Open malininae opened 7 months ago
It looks like that recipe is using a preprocessor function that is not yet lazy (see https://github.com/ESMValGroup/ESMValCore/issues/674 and https://github.com/SciTools/iris/pull/5795), therefore your best bet is the default threaded scheduler (this can be done by removing the file ~/.esmvaltool/dask.yml). If you run out of memory, try reducing the number of workers (num_workers
) in your Dask configuration. This can e.g. be done by creating a file ~/.config/dask/dask.yml
with the content num_workers: 4
. See the Dask docs for more information.
I can see the value of adding the optional configurable dask.yml path to the config_user.yml, sort of like config_developer.yml is set up. Any objections?
Improving how users can configure Dask is indeed something we would like to do, see https://github.com/ESMValGroup/ESMValCore/issues/2040 for previous discussion on the topic. However, the plan is to tackle this as part of a larger overhaul of the configuration, as users often find the current way of configuring things, where settings are spread out over multiple files, confusing. See https://github.com/ESMValGroup/ESMValCore/issues/2371 for the plan.
I'd like to encourage the option of having a configurable the dask configuration.
Ideally it would be easy to select a specific dask configuration (or no configuration) for individual recipes, just as you can choose a specific config_user
file.
At the moment, if one of my recipes does not play nice with dask, it's too much effort to interrupt my workflow to move/rename the ~/.esmvalcore/dask.yml
file.

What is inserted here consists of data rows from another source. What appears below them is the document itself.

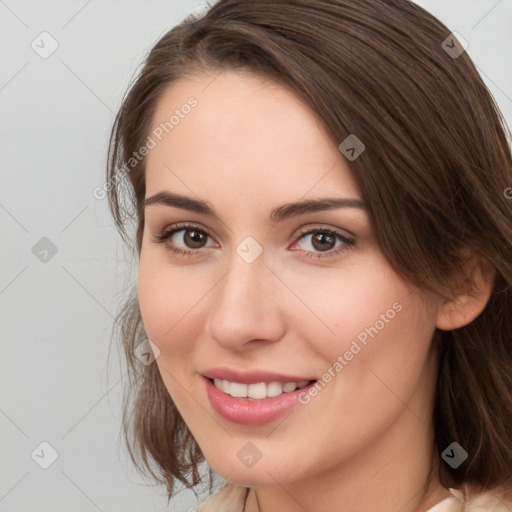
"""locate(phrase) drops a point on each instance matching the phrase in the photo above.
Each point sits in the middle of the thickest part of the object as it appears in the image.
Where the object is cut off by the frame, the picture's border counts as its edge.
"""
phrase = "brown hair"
(434, 174)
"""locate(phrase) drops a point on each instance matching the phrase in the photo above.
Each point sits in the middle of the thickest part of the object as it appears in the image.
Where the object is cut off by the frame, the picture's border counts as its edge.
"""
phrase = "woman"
(324, 239)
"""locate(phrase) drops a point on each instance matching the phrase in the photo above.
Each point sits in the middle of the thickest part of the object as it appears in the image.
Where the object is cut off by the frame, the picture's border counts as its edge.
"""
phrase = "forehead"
(244, 137)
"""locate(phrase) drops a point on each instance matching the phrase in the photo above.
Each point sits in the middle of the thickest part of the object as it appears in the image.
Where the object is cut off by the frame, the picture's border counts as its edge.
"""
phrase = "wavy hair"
(435, 175)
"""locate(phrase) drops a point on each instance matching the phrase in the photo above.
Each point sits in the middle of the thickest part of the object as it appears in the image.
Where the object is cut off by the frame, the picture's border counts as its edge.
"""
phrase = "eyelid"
(349, 239)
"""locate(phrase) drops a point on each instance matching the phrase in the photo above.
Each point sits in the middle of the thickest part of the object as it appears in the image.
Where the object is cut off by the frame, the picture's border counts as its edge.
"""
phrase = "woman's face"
(273, 293)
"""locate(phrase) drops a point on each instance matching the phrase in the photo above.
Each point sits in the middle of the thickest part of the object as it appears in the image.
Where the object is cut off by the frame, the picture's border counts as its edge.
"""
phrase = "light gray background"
(56, 113)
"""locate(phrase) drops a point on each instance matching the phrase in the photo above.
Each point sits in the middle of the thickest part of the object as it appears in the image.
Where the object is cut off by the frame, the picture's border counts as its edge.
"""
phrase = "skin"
(363, 443)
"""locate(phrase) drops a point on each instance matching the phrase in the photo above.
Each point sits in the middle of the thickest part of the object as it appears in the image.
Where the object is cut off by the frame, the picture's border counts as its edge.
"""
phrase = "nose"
(247, 308)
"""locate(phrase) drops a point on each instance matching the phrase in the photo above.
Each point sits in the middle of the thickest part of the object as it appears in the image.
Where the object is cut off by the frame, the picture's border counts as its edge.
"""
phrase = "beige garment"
(231, 498)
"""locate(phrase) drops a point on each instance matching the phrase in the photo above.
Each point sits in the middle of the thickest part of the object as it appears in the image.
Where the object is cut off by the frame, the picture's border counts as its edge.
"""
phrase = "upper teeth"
(259, 390)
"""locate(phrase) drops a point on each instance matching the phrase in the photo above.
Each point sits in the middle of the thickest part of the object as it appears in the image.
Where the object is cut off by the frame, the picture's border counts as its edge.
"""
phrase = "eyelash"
(168, 233)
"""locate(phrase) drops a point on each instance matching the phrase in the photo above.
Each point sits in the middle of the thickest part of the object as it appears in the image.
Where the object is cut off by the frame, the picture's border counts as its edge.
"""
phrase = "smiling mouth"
(258, 391)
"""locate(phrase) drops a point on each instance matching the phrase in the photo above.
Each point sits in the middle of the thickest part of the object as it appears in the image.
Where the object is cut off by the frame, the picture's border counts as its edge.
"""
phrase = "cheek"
(351, 305)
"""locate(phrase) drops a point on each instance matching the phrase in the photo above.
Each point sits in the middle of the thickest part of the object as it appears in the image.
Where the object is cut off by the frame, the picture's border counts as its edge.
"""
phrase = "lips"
(245, 410)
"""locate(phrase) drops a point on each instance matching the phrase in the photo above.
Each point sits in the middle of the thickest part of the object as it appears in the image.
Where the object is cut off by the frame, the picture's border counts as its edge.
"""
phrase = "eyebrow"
(278, 214)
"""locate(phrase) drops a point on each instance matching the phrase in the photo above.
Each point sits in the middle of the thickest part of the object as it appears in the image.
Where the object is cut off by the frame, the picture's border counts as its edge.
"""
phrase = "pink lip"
(252, 377)
(252, 412)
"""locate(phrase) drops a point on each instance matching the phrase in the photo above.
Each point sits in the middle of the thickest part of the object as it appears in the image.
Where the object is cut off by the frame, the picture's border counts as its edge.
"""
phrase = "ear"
(478, 274)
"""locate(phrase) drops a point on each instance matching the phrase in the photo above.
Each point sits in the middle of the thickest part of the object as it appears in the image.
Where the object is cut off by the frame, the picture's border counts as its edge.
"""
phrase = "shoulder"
(487, 501)
(230, 498)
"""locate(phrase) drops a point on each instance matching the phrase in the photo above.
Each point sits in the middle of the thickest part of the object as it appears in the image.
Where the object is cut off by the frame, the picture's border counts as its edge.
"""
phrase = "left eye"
(192, 237)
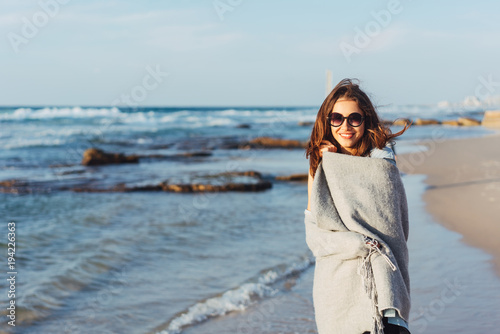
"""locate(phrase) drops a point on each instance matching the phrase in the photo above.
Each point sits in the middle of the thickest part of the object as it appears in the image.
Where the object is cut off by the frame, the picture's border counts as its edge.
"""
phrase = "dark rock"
(293, 177)
(268, 142)
(467, 121)
(94, 156)
(400, 122)
(243, 126)
(421, 121)
(190, 188)
(452, 122)
(491, 119)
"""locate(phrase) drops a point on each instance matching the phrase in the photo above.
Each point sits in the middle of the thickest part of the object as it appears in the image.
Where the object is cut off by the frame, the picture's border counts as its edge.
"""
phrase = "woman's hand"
(326, 146)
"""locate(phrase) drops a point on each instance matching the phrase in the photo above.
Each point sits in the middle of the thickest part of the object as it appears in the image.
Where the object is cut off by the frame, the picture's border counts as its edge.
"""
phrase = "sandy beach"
(463, 178)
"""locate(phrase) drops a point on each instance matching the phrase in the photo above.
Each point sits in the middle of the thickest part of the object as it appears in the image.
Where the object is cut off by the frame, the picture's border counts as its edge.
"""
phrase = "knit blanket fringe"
(366, 273)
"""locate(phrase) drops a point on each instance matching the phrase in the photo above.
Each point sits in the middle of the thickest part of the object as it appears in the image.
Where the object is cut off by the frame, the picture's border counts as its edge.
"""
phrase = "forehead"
(346, 107)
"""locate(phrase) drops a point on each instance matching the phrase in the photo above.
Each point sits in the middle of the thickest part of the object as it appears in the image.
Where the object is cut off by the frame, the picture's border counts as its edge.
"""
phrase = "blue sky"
(242, 52)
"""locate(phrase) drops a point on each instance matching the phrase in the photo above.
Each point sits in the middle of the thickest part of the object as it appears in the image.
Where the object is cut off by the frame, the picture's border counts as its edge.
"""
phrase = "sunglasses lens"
(336, 119)
(355, 119)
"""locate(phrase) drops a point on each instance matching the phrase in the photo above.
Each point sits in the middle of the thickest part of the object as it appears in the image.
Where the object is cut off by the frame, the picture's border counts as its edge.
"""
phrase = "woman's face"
(346, 135)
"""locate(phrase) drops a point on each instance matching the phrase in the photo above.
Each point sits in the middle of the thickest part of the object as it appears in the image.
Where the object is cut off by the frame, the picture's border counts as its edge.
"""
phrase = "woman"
(356, 219)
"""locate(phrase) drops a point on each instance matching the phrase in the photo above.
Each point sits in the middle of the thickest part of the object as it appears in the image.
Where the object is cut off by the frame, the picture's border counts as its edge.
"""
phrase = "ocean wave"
(48, 113)
(237, 299)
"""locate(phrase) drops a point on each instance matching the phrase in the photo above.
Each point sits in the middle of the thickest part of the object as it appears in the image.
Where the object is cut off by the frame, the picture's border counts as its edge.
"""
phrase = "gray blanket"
(353, 197)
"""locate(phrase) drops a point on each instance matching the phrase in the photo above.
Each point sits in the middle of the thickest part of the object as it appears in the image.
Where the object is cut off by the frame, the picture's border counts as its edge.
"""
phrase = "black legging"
(392, 329)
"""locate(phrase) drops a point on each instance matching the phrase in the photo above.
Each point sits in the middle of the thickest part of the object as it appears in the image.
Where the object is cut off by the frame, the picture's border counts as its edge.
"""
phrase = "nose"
(345, 125)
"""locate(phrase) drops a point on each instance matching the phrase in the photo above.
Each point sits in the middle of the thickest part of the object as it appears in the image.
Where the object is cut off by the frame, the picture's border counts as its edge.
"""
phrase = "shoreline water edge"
(219, 259)
(463, 187)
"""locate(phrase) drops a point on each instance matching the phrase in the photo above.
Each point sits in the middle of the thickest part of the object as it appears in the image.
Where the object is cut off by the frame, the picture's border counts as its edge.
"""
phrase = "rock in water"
(94, 157)
(491, 119)
(466, 121)
(420, 121)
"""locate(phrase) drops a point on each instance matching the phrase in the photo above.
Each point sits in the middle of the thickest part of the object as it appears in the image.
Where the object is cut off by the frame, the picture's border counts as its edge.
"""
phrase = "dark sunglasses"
(355, 119)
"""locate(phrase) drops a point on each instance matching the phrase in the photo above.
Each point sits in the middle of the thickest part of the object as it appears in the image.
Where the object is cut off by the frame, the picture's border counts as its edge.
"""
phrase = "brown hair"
(376, 133)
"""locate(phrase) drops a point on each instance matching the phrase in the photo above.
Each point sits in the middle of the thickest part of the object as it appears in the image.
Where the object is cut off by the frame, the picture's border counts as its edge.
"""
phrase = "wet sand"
(463, 193)
(446, 289)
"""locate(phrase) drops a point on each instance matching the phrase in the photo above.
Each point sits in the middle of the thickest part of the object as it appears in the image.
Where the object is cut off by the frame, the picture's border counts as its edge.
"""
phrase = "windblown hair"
(376, 133)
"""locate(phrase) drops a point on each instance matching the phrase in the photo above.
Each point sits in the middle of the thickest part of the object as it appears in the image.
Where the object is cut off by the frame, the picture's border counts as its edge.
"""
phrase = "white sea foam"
(236, 299)
(47, 113)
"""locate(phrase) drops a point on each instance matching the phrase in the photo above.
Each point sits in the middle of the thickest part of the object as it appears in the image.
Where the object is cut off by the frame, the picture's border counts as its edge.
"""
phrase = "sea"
(103, 260)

For example, I'd have to run all recipes in groups according to their required dask configuration. It's faster to run everything in parallel without dask! This is a shame given the effort to implement dask within ESMValTool.
While I appreciate that there is an effort to make this happen (as part of https://github.com/ESMValGroup/ESMValCore/issues/2371, as I understand it), I think there could be an immediate benefit to resolving this issue.

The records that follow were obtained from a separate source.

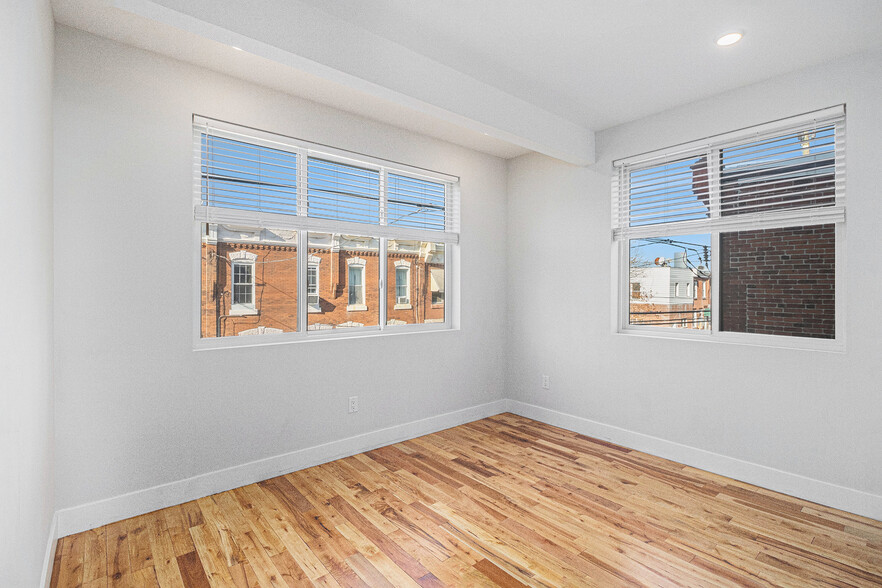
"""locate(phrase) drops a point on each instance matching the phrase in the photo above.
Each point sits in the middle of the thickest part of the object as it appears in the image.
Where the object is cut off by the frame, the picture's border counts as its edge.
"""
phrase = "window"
(413, 298)
(242, 282)
(356, 287)
(299, 240)
(437, 279)
(312, 284)
(402, 284)
(736, 237)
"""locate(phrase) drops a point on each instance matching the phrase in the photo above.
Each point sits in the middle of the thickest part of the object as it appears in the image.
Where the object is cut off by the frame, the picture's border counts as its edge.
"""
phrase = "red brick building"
(249, 281)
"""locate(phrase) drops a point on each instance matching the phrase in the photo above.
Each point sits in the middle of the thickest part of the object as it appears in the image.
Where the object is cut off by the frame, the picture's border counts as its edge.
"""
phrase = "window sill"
(769, 341)
(320, 334)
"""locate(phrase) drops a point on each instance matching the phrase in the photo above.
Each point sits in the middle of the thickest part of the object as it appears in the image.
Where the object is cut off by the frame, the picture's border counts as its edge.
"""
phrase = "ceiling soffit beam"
(415, 81)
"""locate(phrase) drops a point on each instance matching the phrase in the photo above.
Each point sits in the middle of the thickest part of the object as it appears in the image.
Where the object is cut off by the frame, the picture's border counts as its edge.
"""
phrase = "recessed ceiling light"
(729, 39)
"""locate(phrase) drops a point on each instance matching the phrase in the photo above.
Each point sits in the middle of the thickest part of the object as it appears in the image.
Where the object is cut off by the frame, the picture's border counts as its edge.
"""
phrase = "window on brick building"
(752, 219)
(356, 288)
(312, 286)
(437, 280)
(299, 240)
(242, 282)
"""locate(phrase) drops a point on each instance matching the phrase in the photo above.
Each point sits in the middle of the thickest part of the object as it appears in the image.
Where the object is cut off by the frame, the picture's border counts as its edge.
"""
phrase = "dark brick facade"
(779, 281)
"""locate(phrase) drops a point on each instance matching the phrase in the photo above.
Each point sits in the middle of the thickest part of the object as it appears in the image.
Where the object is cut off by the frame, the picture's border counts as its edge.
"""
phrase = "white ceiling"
(503, 77)
(601, 63)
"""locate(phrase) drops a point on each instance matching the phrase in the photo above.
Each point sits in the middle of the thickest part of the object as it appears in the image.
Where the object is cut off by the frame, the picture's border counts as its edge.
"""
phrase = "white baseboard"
(49, 559)
(847, 499)
(95, 514)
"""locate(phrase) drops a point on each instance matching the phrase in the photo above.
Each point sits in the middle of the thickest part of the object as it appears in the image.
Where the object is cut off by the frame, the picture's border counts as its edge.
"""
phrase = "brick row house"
(773, 281)
(249, 281)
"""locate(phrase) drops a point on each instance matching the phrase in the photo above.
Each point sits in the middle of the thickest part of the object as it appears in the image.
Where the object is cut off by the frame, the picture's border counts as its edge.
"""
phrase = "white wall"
(26, 437)
(800, 413)
(136, 406)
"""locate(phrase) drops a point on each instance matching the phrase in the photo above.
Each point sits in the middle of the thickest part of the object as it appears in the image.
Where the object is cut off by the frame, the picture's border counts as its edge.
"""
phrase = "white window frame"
(356, 263)
(835, 215)
(245, 259)
(304, 224)
(407, 304)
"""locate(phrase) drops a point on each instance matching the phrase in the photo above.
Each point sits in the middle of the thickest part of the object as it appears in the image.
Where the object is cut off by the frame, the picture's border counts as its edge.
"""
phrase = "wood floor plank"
(504, 501)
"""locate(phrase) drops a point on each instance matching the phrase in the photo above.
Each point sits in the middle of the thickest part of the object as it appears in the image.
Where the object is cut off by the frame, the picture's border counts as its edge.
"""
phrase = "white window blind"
(787, 173)
(254, 178)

Hi @k-a-webb, I fully agree with you, making dask configurable per recipe would be a very convenient feature!
There is currently a pull request in review that needs to be merged before this issue here can be tackled (https://github.com/ESMValGroup/ESMValCore/pull/2448). Would you be willing to have a look on it from a user's perspective? We already had a round of technical reviews, so we are mainly interested in the user-friendliness of the proposed approach.
That would be very helpful and speed up the process. Thank you! 👍
Hi, apologies for the delayed response. I spent a day muddling through trying to install and test the new configuration, but ran into a few hiccups. I then went on vacation, and have not had time to make progress upon my return. I hope that my inability to do a dedicated test of the pull request does not cause a delay in its progress. If I find the time to document my issues, or make further progress on the test, I will be in touch.

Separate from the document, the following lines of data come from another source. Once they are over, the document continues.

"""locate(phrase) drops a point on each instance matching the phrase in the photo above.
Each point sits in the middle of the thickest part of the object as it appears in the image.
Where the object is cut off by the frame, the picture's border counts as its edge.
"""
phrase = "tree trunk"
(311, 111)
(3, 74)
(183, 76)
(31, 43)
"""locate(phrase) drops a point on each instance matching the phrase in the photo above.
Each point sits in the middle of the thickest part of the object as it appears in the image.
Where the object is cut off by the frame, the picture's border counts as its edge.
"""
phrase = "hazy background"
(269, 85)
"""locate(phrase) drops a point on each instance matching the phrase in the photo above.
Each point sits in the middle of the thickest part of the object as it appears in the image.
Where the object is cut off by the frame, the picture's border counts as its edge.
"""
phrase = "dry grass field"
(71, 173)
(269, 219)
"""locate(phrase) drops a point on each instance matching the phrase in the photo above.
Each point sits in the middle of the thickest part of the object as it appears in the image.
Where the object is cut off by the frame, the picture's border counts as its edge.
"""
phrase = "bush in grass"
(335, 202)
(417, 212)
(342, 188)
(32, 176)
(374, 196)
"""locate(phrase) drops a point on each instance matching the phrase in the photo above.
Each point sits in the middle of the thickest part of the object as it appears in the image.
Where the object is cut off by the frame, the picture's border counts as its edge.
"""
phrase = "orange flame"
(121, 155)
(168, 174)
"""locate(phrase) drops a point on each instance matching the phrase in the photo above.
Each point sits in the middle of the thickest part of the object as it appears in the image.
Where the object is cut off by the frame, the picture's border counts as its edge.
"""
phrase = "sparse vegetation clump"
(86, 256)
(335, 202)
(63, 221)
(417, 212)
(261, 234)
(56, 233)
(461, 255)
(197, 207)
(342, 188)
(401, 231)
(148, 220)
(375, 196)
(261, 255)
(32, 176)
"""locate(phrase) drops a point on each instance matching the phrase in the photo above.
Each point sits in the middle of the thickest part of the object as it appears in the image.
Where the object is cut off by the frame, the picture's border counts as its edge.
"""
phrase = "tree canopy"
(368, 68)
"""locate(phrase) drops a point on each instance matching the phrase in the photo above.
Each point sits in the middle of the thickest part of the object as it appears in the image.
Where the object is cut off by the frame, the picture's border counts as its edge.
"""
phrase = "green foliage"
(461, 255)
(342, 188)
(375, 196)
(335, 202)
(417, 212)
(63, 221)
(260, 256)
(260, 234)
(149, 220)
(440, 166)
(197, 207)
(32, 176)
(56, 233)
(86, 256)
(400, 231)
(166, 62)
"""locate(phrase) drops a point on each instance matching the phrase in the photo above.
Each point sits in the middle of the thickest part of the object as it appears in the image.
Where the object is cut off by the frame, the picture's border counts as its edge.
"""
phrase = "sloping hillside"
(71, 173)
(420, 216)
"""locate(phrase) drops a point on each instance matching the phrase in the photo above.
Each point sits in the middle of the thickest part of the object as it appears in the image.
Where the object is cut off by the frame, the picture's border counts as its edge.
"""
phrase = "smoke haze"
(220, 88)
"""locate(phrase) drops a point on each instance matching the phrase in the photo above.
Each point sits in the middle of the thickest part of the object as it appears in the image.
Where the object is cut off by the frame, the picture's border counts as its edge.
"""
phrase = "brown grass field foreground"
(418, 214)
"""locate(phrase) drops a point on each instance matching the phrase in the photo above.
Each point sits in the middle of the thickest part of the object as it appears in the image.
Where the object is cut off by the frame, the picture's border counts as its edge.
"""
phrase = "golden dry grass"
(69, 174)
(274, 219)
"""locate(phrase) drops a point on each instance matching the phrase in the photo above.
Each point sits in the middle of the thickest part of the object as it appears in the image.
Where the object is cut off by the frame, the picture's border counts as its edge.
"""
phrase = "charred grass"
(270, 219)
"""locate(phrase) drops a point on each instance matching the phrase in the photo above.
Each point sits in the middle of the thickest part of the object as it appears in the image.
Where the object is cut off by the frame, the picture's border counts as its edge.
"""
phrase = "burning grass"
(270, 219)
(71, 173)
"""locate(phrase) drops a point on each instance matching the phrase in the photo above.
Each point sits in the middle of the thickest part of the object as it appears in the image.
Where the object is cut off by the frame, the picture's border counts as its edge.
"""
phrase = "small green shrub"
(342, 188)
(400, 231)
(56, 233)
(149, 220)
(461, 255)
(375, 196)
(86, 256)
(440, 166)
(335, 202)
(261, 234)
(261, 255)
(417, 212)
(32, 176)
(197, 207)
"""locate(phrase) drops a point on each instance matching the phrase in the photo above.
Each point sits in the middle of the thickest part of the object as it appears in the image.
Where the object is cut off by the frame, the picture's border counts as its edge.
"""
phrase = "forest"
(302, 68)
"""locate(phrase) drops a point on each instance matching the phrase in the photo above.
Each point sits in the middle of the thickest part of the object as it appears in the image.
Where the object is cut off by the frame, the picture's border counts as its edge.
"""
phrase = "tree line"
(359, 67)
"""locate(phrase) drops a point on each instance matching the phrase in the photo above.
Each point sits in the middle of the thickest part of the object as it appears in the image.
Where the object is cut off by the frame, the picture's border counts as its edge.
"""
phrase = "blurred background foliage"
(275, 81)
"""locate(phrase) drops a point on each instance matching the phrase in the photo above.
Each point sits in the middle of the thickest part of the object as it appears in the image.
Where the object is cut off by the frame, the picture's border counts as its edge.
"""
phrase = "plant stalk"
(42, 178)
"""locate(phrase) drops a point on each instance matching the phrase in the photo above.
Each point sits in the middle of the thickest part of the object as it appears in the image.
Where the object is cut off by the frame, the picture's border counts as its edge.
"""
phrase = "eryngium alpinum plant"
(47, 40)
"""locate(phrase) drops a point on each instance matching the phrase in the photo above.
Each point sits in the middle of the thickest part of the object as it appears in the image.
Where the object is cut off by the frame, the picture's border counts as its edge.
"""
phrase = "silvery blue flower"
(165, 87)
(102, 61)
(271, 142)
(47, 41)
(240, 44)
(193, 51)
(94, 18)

Thanks @k-a-webb for looking into this and also sorry for the late answer (I just returned from vacation). Is there anything we can help with regarding installation? To test this, you would need an installation from source of ESMValTool and ESMVCalCore.
Our plan was to merge this by the end of September, but if you still want to test this and need more time, that's also no problem at all. Thanks!!
@Karen-A-Garcia and I are operationalizing ESMValTool and running a few recipes sequentially. Although our dask expertise are quite limited, we've got a problem that this recipe doesn't seem to work with any dask setup we've tried, while the other recipes do work. We'll try to figure out what the deal is, but, I can see the value of adding the optional configurable
dask.yml
path to theconfig_user.yml
, sort of likeconfig_developer.yml
is set up. Any objections? If someone could volunteer themselves, great, if not I can do it in a dream land called 'after April 15th'.